Bab 35 || Mencoba Memulai

2.6K 396 46
                                    

Suatu saat kau akan mengerti, bahwa kedudukanmu adalah cinta di atas cinta.

Yang telah berlalu semakin terlihat jauh, yang telah pergi, telah benar-benar hilang dari pengelihatan dan itu pasti. Setiap hari para manusia menjalani segalanya dari awal, dari sebuah kesalahan lampau hingga pada titik di mana kerapkali rancu menjadi racun mematikan dalam sempitnya sebuah pilihan. Dan barangkali Albania tengah berada pada posisi di mana ia merasa bersalah dengan segala hal yang telah dilakukan.

"Aku minta maaf bila ma'lumat Asyas yang kemarin itu menyinggungmu. Aku tahu Asyas tak akan pernah meminta maaf tentang kesalahan ini, dia tak akan merasa bersalah," ucap Albania pada perempuan bersarung hijau serta berkemeja putih di sebelahnya. Kedua gadis itu duduk di koridor kamar ketika mentari hampir berada tepat di atas kepala.

Para santri sedang istirahat siang usai sekolah dan mereka akan melanjutkan diniyah-nya setelah zuhur berjamaah nanti.

"Kenapa harus minta maaf padaku? Aku dan Al tak lagi memiliki hubungan apa pun. Kamu sudah berhasil mendapatkannya, kan, Albania? Jadi, tak perlu ada yang diperdebatkan atau diobrolkan lagi," sahut Madinah. Suaranya terdengar dingin. Albania tahu Madinah belum benar-benar bisa menerima kenyataan bahwa ia ditinggalkan oleh seorang Asyas. Betapa Albania sejujurnya paham bagaimana keadaan hati ketika pertama kali dihadapkan dengan sebuah perpisahan.

"Aku tak mengerti kau telah benar-benar memaafkan atau tidak, tapi kau harus tahu bahwa aku dan Asyas tak memiliki hubungan apa pun.

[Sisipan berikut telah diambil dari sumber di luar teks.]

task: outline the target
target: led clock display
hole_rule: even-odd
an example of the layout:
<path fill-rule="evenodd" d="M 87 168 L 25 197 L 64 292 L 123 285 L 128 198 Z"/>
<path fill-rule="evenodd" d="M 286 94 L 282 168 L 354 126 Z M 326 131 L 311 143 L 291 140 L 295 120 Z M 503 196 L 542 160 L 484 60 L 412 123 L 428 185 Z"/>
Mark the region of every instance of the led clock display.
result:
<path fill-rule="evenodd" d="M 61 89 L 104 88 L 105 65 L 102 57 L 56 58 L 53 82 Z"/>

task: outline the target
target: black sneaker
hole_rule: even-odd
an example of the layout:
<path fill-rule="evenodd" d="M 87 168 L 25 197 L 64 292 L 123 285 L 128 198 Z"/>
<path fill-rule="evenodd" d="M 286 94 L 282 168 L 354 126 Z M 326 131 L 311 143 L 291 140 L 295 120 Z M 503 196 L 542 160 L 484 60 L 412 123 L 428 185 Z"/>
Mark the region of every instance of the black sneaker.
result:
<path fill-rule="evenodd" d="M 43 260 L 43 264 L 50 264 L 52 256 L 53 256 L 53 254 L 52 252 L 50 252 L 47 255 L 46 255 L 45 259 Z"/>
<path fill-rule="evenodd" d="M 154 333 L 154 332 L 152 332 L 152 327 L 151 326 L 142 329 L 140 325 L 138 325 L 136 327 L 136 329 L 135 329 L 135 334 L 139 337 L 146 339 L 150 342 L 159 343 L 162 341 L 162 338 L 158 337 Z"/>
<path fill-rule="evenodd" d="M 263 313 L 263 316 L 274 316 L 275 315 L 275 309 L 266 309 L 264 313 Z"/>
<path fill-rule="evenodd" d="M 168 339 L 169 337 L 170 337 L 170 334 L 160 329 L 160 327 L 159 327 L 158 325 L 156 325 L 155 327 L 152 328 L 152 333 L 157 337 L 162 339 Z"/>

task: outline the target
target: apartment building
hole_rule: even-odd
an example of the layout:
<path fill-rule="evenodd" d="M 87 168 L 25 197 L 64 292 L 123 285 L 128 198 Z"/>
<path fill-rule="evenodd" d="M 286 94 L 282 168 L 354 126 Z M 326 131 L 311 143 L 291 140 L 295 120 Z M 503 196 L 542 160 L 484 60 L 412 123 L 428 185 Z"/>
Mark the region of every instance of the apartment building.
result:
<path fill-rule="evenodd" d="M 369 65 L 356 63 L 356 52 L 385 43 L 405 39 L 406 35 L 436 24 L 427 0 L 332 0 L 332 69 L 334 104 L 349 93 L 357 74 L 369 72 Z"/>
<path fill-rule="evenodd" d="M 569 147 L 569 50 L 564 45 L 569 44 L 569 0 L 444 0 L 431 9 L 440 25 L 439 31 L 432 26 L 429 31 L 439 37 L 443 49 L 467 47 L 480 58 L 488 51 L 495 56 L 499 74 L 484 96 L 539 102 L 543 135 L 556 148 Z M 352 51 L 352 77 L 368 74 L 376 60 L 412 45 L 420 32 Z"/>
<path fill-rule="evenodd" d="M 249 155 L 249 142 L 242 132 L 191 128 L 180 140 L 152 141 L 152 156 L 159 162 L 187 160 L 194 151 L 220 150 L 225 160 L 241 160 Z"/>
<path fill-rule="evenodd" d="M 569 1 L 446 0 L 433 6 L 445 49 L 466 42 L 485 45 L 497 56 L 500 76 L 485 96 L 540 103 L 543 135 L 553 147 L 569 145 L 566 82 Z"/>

Ma'lumat kemarin dikumandangkan hanya karena Asyas mendapat tantangan permainan. Kamu masih memiliki banyak kesempatan bila mau kembali mendapatkan Asyas." Albania berkata dengan sejujur-jujurnya. Ia tahu bahwa Madinah masih sangat berharap banyak tetapi dia pun tak bisa membantu tuk menyatukan. Albania takut bila perasaannya nanti benar-benar berbelok dan tak bisa melupakan. Akan sangat plot twist bila akhir dari kehidupannya, dia harus bersanding dengan laki-laki sedingin kutub itu.

"Sudah selesai, kah? Aku harus kembali ke kamar," kata Madinah.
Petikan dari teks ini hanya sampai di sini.